Table of contents
The process of enteral nutrition is more common than you think. Individuals of all ages can benefit from this method to get important vitamins and nutrients each day. Also known as tube feeding, this type of procedure is essential for those who are unable to eat naturally.
Factors like surgeries, illness, lack of appetite, poor digestion, or swallowing issues can pose problems with traditional eating. By enlisting this method, individuals can continue to get the nutrition they need until they can resume regular eating habits.
What is Enteral Nutrition Exactly?
Enteral nutrition refers to any method of nutritional support for individuals that are using the gastrointestinal tract to deliver essential vitamins and nutrients. There is no one way to distribute these nutrients as some people will get all of their daily calories this way, while others will only need a portion through enteral feeding.
It can be a short-term feeding method for individuals recovering from a medical condition, and they can resume eating normally later when it is deemed possible. Some people will require more long-term enteral nutrition, including disabled individuals with movement issues or physical limitations.
There are instances where people will need this feeding method to extend or enhance their life. Someone who is critically ill or who cannot maintain regular daily nutrition on their own can benefit from enteral feedings.
Why Would You Need Enteral Nutrition?
A health care professional will evaluate in detail what the health situation for an individual is before deciding on enteral nutrition. There are several reasons why someone would require this type of feeding method, including:
- Inability to swallow due to a stroke
- Serious illness, including cancer or a critical injury that can impede the eating process
- Neurological disorders that can hinder taking in enough calories each day to thrive
- Some gastrointestinal disease or problems
- Inability to eat, typically in infants or very young children
If the body does not take in enough nutrients that it needs each day, an individual is at risk for malnutrition, weight loss, dehydration, and other serious health problems. Enteral nutrition can help avoid these consequences despite contributing factors that can keep an individual from eating.
Types of Enteral Feeding Methods
There is more than one method to receive nutrients enterally. Depending on the situation, an individual can use one of six different ways. These include:
- Gastrostomy tube: placed directly through the skin of the abdomen to reach into the stomach
- Jejunostomy tube: placed directly through the skin of the abdomen to reach the intestines
- Orogastric tube: placed in the mouth and ends in the stomach
- Nasogastric tube: placed in the nose and ends in the stomach
- Oroenteric tube: placed in the mouth and ends in the intestines
- Nasoenteric tube: placed in the nose and ends in the intestines
A medical professional will determine what will be best for the individual based on their digestive capabilities, and the length of term enteral feeding will be necessary.

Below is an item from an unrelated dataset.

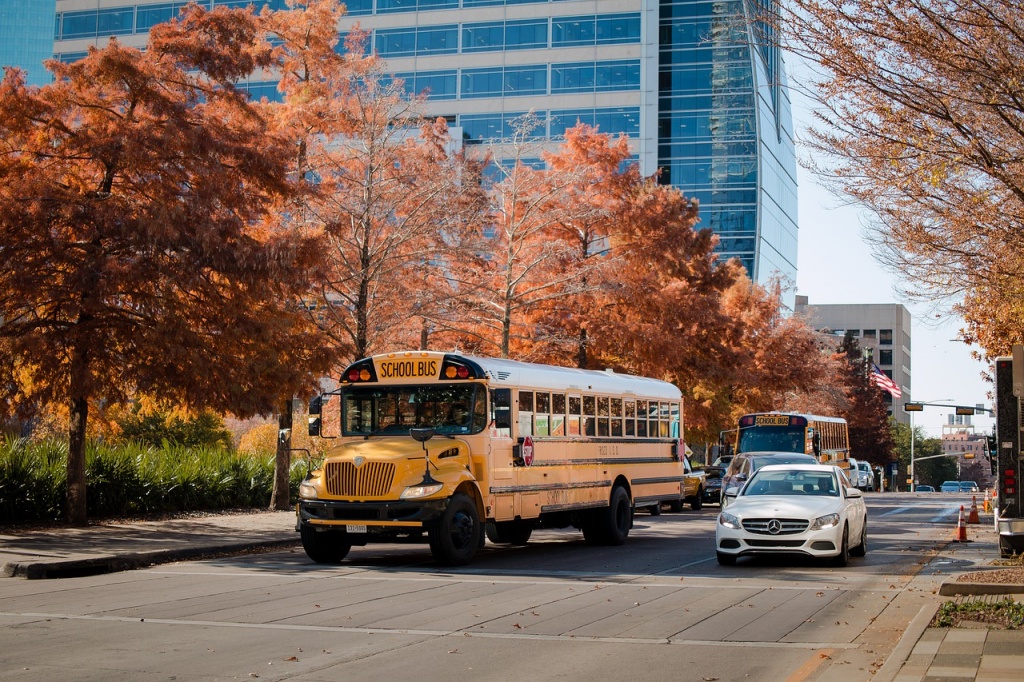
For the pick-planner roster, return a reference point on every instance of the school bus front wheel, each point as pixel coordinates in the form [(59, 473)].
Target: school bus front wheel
[(458, 534), (324, 546)]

The Benefits of Enteral Feeding
There are some obvious benefits to this feeding method, including receiving the required daily amount of nutrients each day. Other advantages of enteral nutrition are:
- Avoiding dehydration or malnutrition
- Decreasing the risk of food aspiration
- Maintaining consistent body weight, energy levels, and improve immunity
- Cut down on the times of meals
- Eliminate the risks of chewing, swallowing, or choking problems from traditional eating methods
- To administer medications
If you are not sure if this method is right for you, talk to your certified medical professional. They are there to help you make the best choice for your overall health.
Disadvantages of Enteral Nutrition
With any medical intervention, there are associated risks and disadvantages. Individuals can have varying complications, depending on the type of feeding method used. Some of these side effects are minor and can be resolved as feeding progresses.
- Irritation at the insertion area
- Infection at the insertion area or the tube
- Dislodgement of the tube
- Blockage of the tube from inadequate flushing
- Nausea or vomiting from receiving nutrients too fast, in large amounts, or if the stomach is not emptying quickly enough
- Diarrhea from an all-liquid diet or corresponding medications
- Food aspiration in the lungs
- Refeeding syndrome, characterized by an electrolyte imbalance after starting enteral feeding
While enteral nutrition is a helpful method for many individuals, it is not for everyone. Some individuals who have bowel or intestinal problems will not benefit from this feeding procedure. Bowel obstructions, low blood flow to the intestines, or intestinal diseases like Crohn’s are not ideal for enteral feeding.
Enteral nutrition can be a helpful way to receive essential vitamins and nutrients for an individual who cannot otherwise eat on their own and follow a recommended healthy diet regime. Illness, injury, or medical conditions can impede the eating process, requiring the intervention of a feeding tube.
This feeding method can be a short- or long-term process, depending on the cause for the administration. Many individuals who use enteral feeding methods recover successfully and can resume traditional eating methods under their doctor’s guidance.
It is any form of feeding through a tube that goes to the gastrointestinal tract.
Anyone who cannot eat traditionally, or is suffering from a serious illness, injury, or disease and cannot take in enough nutrients on their own.
Food aspiration is one of the major problems that can occur from enteral feeding.